While the Sumatran project is still nascent, many at WWF are hopeful about the industry-transforming potential of another on-the-ground project—in Myanmar.
The Dawna Tenasserim Landscape in southern Myanmar and western Thailand includes one of the largest intact forest blocks in Asia. Named for the two mountain ranges that define it, it boasts the largest population of tigers in the Greater Mekong region and is a refuge for Asian elephants.
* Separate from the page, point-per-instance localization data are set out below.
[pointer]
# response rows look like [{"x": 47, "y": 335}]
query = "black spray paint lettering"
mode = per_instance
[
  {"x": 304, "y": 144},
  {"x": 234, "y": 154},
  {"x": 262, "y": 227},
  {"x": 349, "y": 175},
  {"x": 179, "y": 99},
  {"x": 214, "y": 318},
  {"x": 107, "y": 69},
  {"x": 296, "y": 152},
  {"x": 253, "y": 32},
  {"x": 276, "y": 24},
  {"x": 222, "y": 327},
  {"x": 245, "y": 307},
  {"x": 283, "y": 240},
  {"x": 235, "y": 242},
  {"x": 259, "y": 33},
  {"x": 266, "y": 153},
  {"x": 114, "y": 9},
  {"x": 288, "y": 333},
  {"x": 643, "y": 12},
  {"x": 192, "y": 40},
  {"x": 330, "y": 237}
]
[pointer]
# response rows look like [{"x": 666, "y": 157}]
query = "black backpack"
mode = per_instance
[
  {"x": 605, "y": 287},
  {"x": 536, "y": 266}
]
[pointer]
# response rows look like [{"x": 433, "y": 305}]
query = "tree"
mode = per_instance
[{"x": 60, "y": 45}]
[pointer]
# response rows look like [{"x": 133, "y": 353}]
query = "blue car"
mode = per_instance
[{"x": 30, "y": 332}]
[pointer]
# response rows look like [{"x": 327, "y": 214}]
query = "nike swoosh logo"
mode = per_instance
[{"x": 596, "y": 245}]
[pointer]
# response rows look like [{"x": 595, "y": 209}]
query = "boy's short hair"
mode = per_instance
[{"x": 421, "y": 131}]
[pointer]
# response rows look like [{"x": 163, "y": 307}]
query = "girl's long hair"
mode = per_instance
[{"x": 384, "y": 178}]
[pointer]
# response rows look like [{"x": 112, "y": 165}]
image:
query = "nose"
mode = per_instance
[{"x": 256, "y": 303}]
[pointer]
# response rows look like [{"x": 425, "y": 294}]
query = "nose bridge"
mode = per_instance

Many think Myanmar is one of the world’s last hopes for sustaining these species into the future.
At the same time, the region faces the very threats that have destroyed so many of Southeast Asia’s forests, says Smith. “The Dawna Tenassarim’s forests in Myanmar are now the frontier where the Mekong region’s future rubber development is expected to go.”
While Myanmar is not currently a major rubber producer, yielding less than a quarter of what Michelin alone buys every year, the government’s ambitious national export strategy aims to make the country a natural rubber powerhouse—but one committed to sustainable production.
To help realize that commitment, WWF is facilitating the protection of natural habitats alongside rubber plantations, and encouraging companies to build programs that would help local rubber communities improve yield and quality. Experts predict that with the right interventions, income from rubber in Myanmar could triple without clearing any more forested land.
To improve yield, quality, and profitability on smallholders’ existing rubber holdings, WWF-Myanmar’s Gaurav Gupta, a former investment banker from India, is encouraging smallholder rubber tappers to form cooperatives.
“There has to be a smallholder-based solution,” says Gupta, “if local communities are to enjoy economic benefits and true sustainability.”
Modeled after successful cooperatives in his home country, these co-ops allow tappers to pool their money to invest in better equipment and to share best practices, such as which clones to plant, and where and how frequently to tap the trees to achieve the highest income. Due to the volume they produce, cooperatives can also negotiate better deals with traders.
Gupta is also working on creating reliable demand for Myanmar’s rubber by brokering agreements with companies to buy from participating smallholders and smallholder groups.
“All the pieces are in place,” says Smith. “We believe this landscape is one of the places with the greatest potential for a successful integration of sustainable natural rubber production into a conservation landscape.”
The work is critical beyond Dawna Tenasserim as well, says WWF’s Cesareo. “Success,” she says, “means tires made with sustainable natural rubber. But more importantly, it will mean the end of rubber-driven deforestation in tiger and elephant habitat.”